In general, we would like to see our software perform the testing that the
developers feel is necessary. We should do so responsibly. What this means
is instead of deleting jobs or ignoring changes we should improve our test
reliability to ensure changes exit queues as quickly as possible with
minimal resource cost. This then ensures the changes behind are able to get
resources quickly.
We are also always happy to add resources if they are available, but the
priority from the project should be to ensure we are using what we do have
responsibly.
.. _handling-zuul-secrets:
Handling Zuul Secrets
=====================
Zuul secrets are the expected means of safely incorporating secret data
(e.g., passwords or cryptographic keys) into job definitions. See the
:ref:`using-secrets` section of the Project Driver's Guide chapter for
some basic user guidance on this feature.

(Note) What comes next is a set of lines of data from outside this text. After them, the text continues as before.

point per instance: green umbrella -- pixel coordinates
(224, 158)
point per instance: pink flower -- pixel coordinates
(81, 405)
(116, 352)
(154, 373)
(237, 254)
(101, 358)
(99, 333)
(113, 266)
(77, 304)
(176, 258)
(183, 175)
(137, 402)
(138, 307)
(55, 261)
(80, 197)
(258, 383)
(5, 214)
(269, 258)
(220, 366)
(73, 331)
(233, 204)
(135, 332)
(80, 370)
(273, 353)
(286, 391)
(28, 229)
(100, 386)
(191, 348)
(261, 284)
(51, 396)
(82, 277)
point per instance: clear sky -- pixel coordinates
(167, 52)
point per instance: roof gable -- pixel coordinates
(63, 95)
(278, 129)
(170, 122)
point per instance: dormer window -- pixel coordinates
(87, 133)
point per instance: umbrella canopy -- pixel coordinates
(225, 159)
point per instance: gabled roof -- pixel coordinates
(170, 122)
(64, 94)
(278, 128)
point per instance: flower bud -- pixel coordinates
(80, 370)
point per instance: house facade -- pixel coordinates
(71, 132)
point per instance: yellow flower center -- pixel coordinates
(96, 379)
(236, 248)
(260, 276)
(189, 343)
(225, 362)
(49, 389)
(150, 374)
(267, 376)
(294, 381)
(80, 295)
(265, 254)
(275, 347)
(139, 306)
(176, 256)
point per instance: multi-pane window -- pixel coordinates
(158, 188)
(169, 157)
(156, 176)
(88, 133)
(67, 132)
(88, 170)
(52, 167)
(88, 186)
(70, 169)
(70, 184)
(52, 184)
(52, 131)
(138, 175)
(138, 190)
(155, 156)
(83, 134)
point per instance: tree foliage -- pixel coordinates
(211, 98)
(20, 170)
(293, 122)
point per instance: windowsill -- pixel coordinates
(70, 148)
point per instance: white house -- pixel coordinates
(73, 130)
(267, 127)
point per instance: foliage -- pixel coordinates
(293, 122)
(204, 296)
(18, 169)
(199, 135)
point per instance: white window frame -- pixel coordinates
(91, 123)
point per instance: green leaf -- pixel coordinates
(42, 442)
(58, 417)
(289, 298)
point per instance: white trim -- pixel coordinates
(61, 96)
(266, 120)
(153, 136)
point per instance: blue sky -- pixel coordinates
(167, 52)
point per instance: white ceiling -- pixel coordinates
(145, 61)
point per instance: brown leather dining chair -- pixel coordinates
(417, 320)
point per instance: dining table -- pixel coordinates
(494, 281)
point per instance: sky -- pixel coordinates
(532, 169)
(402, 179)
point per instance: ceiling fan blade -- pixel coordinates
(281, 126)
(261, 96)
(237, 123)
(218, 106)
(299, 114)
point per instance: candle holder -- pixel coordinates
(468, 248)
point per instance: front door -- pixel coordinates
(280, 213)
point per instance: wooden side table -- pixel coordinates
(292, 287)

Credentials and similar secrets encrypted for the per-project keys Zuul
uses cannot be decrypted except by Zuul and (by extension) the root
sysadmins operating the Zuul service and maintaining the job nodes where
those secrets are utilized. By policy, these sysadmins will not
deliberately decrypt secrets or access decrypted secrets, aside from
non-production test vectors used to ensure the feature is working
correctly. They will not under any circumstances be able to provide
decrypted copies of your project's secrets on request, and so you cannot
consider the encrypted copy as a backup but should instead find ways to
safely maintain (and if necessary share) your own backup copies if
you're unable to easily revoke/replace them when lost.